Cross-country cyclist Roger Grooters will be honored by a silent memorial bicycle ride in Pensacola Beach, Florida, on Sunday.
The 66-year-old cyclist was struck and killed last week near Panama City, about 300 miles from finishing a bike tour across the southern tier to raise money for victims of the BP oil spill.
He set off by bicycle from Oceanside, California, on Sept 10, followed by his wife, Vicki, in a car. She was behind him on Oct. 6 along Florida State Road 20, west of State Road 77 near Crystal Lake, when a motorist in a pickup truck struck him.
Road shoulder
According to reports, the pickup drove onto the shoulder of the road and hit the back of Grooters's bicycle. The collision knocked Grooters off his bike and into a ditch. His wife rushed to his aid, but he was pronounced dead at the scene.
The Florida Highway Patrol says an investigation is continuing.
Grooters kept a blog — Roger's Cross Country Ride — of his bike trip. He was averaging about 100 miles a day when he wrote, just a few days before the crash, about the conditions of the roads through Louisiana and Florida:
“Sufficient road shoulders are essential for my riding safety. On many of the roads, one county or parish will have a great shoulder and the next will have nothing. When Vicki is following with flashers on, most drivers have been very courteous and pass nice and wide. “
Need to help
Grooters had retired from his position as executive director of Louisiana State University's Cox Communications Academic Center for Student-Athletes. He had watched the Gulf Coast deteriorate after being wracked by hurricanes, recession, and most recently the BP oil spill.
Passing along the Louisiana coast, he said that “reminders of the oil spill are still evident with workers combing the sand for tar balls and shrimp boats in the harbour with oil booms piled on the shoreline.”
Earlier, he explained the reason for undertaking bike tour to raise pledges of one-cent per mile, or about $32:
“Our communities are experiencing growing numbers of homeless (including children), housing foreclosures, personal and business bankruptcies, divorce and suicide. The natural beauty of our coastline has been damaged and in some areas lost forever. Animal, plant and sea life have been threatened, some to the point of extinction. The loss of these natural resources has caused a loss of jobs and for some a loss of a way of life.The need for help is real and is great.”
Donations and memorial
Check to the oil spill victims can be made to Gulf Breeze U.M.C., 75 Fairpoint Drive, Gulf Breeze, FL 32561 with “Oil Spill Response” in the memo or go to http://www.gbumc.org/ and click on the red “Give Now” button. Then fill out the form with “Oil Spill Response” in the “other” category.

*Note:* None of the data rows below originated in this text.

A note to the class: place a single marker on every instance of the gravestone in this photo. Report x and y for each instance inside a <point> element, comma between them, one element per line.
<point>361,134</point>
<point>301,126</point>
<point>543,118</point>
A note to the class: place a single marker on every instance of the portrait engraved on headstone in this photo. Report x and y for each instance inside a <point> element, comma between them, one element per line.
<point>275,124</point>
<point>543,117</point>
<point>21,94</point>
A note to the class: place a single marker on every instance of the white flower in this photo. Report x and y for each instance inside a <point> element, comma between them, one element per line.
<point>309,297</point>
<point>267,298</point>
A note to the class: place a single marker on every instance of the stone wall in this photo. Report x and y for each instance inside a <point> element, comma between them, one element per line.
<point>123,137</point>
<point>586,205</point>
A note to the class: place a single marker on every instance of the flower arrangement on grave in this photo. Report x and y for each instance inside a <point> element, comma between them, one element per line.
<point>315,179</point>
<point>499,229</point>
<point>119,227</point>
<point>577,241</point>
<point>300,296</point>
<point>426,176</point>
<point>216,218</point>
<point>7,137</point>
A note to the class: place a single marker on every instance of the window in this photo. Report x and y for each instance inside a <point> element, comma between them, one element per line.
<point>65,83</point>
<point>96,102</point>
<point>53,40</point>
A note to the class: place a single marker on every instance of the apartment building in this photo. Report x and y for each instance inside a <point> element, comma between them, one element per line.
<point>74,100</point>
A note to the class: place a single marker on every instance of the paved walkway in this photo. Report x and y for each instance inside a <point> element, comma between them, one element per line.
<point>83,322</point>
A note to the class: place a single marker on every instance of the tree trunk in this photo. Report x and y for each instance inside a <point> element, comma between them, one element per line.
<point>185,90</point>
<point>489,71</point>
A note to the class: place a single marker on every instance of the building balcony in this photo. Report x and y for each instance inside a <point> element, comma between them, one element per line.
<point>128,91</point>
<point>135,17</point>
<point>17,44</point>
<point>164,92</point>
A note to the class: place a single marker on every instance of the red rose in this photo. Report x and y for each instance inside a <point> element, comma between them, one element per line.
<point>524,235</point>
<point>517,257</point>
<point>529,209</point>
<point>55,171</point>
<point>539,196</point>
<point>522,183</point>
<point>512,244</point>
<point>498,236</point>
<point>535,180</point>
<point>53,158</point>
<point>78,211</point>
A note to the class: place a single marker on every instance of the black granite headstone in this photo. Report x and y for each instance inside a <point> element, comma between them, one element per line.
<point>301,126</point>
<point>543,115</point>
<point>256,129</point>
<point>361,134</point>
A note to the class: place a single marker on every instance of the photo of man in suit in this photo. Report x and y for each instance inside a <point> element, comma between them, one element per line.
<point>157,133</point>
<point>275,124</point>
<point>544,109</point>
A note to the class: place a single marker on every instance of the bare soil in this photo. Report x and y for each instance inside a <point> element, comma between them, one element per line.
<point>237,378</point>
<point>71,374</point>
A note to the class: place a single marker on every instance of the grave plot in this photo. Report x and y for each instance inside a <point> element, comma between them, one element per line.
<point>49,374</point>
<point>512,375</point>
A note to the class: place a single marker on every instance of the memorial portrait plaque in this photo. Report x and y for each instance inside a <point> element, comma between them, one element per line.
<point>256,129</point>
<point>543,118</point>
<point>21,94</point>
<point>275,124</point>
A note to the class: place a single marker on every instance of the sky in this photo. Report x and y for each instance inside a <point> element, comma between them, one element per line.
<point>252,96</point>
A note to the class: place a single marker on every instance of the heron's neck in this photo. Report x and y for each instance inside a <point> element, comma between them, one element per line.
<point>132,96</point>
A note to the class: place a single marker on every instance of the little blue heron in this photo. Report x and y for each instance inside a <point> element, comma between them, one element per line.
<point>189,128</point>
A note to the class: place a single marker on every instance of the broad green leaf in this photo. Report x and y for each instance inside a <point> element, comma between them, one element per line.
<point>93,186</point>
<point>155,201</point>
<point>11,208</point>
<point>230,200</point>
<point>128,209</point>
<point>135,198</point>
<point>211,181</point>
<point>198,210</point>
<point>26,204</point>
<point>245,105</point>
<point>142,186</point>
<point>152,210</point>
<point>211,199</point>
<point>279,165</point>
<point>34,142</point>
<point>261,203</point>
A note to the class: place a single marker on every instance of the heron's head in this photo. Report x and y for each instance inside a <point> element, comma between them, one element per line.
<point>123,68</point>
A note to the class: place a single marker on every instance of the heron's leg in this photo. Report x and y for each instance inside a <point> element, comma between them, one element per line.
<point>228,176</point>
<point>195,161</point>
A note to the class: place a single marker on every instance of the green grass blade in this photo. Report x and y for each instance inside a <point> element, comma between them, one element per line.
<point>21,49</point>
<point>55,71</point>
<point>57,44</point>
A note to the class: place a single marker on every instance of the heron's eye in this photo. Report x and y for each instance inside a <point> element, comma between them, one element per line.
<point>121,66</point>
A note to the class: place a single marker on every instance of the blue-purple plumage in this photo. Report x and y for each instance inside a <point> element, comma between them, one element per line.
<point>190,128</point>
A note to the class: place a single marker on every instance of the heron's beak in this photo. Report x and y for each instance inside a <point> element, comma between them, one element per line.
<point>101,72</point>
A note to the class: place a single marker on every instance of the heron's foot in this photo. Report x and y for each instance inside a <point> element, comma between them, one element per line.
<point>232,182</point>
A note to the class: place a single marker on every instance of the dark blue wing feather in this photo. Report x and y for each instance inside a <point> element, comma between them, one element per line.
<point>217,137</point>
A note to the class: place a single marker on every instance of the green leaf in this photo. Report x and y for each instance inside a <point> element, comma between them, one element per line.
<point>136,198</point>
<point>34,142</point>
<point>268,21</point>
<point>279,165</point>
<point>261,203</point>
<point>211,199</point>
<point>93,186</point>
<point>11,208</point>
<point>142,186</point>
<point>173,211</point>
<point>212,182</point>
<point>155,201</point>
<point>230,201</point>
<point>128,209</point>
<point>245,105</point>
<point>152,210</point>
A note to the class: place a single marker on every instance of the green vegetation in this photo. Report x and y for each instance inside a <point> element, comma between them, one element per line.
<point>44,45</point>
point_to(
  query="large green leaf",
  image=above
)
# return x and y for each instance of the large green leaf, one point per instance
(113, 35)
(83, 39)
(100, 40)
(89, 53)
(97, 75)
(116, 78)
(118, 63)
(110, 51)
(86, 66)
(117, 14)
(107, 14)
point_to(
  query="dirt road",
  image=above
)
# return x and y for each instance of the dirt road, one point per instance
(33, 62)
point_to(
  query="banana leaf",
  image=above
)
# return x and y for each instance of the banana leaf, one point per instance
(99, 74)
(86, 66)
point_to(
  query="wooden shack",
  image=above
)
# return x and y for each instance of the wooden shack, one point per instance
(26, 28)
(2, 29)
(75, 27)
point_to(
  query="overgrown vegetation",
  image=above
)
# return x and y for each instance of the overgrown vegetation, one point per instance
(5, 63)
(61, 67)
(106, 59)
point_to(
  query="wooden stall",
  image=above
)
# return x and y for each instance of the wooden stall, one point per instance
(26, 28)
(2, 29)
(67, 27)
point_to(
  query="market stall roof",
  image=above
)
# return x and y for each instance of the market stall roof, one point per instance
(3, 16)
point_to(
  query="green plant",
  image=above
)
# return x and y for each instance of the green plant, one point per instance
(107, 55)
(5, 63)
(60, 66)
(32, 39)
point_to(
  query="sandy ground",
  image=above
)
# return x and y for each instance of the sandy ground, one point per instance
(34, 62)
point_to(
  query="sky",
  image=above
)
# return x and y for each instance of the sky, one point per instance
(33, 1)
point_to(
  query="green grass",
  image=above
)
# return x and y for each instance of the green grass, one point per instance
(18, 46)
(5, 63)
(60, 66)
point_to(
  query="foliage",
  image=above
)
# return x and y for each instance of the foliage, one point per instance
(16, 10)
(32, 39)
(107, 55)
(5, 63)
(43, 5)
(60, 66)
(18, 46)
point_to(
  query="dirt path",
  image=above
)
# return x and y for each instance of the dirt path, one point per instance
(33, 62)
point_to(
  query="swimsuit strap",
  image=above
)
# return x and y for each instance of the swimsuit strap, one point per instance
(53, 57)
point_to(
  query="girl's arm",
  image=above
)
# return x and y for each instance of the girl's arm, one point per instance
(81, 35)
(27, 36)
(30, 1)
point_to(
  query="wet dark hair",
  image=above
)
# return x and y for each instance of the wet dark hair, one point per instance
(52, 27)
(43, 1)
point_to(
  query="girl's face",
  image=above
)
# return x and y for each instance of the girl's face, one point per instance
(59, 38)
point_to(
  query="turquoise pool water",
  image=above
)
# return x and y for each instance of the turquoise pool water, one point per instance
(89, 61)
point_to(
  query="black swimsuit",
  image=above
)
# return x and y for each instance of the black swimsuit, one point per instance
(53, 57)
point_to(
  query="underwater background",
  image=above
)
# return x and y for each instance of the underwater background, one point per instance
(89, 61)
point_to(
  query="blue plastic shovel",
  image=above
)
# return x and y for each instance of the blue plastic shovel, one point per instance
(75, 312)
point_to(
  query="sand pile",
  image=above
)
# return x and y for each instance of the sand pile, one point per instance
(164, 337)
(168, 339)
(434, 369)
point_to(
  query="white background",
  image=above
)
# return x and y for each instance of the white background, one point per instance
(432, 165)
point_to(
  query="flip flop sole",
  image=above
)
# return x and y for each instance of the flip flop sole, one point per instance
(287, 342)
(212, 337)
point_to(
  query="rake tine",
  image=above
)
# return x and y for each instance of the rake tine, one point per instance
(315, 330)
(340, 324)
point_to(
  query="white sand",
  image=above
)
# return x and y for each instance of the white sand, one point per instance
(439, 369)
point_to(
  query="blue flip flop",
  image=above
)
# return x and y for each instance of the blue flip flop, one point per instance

The memorial ride is scheduled to start at 10:30 a.m. Sunday at the Quietwater Beach parking lot, head east to the first parking lot past Portofino, and then return. More details at Roger's Cross Country Ride website and the sponsors, West Florida Wheelmen Bicycle Club.
Later, a group of cyclists plans to finish his cross-country bike tour to Jacksonville, Florida, and dip the front tire of his bicycle into the Atlantic Ocean, said his 31-year-old son, Ben.